In other words, some people need "order" and stabilization, while others need changes and reform. How is all this to be combined? How is a strategy for reconciling the administration and the system to be worked out, when the system itself has suddenly demonstrated such irreconcilable contradictions? And without a strategy, how is it to be transformed? How are guarantees against the restoration of the an- cien regime to be worked out?

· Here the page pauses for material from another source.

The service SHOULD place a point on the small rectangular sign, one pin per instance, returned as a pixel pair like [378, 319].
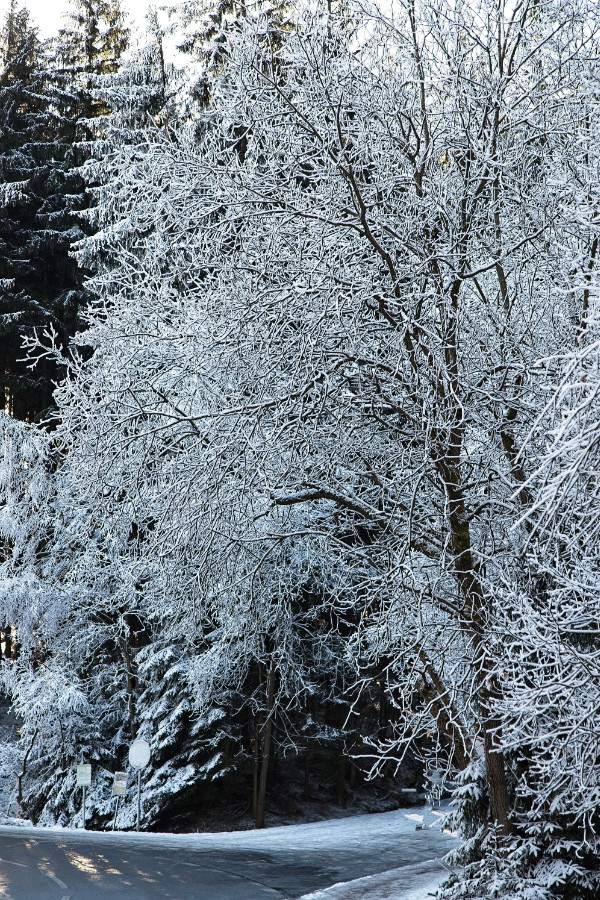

But there has never been a strategy.
Whether we take Boris Godunov at the end of the sixteenth century, Vasilii Shuiskii at the beginning of the seventeenth century or Vasilii Golitsyn at the end of it, Dmitrii Golitsyn in the eighteenth century, Dmitrii Miliutin in the nineteenth, or Pavel Miliukov and Aleksandr Kerensky—or even Nikolai Bukharin and Nikita Khrushchev—in the twentieth century, we see the same picture everywhere. An enormous desire to correct the mistakes, to rehabilitate the victims of terror, and to restore justice; activism and energy in the introduction of reforms; a leap toward freedom; and sometimes even tactical inventiveness. But at the same time we see an enormous degree of political incompetence, entirely contradictory actions, and an inability to consider the mistakes of one's predecessors. In a word, we see a lack of preparation for the basic sociopolitical transformation of the country which amounts, one might say, to intellectual bankruptcy. Alas, the Russian reformers never relied on a competent social analysis of the society which they were attempting to transform, and never had any experience in setting up workable political coalitions, or any clear-cut idea of what could actually be accomplished, in what order, with the aid of what social forces and political blocs. Trying to formulate this, I would say that in hoping to reshuffle the cards and deal them again, the Russian reformers had not previously gone through the school of absolutism, which alone could have given them the necessary experience. But is this really so surprising? Can pseudodespo- tism actually serve as a school of political thinking? Can total censorship further the accumulation of social knowledge? Where was this experience, this knowledge, this thinking to be found in Rus'?
Here is the reason why this phase—the most vivid and dramatic, filled with heretical new ideas and plans, brilliant insights, and bitter mistakes—a phase which has sustained intellectual flights, given Russian literary geniuses, and raised whole generations of oppositionists, is followed by the longest, most colorless, dullest segment of the Russian cycle—what one might dub the "Brezhnevist" phase.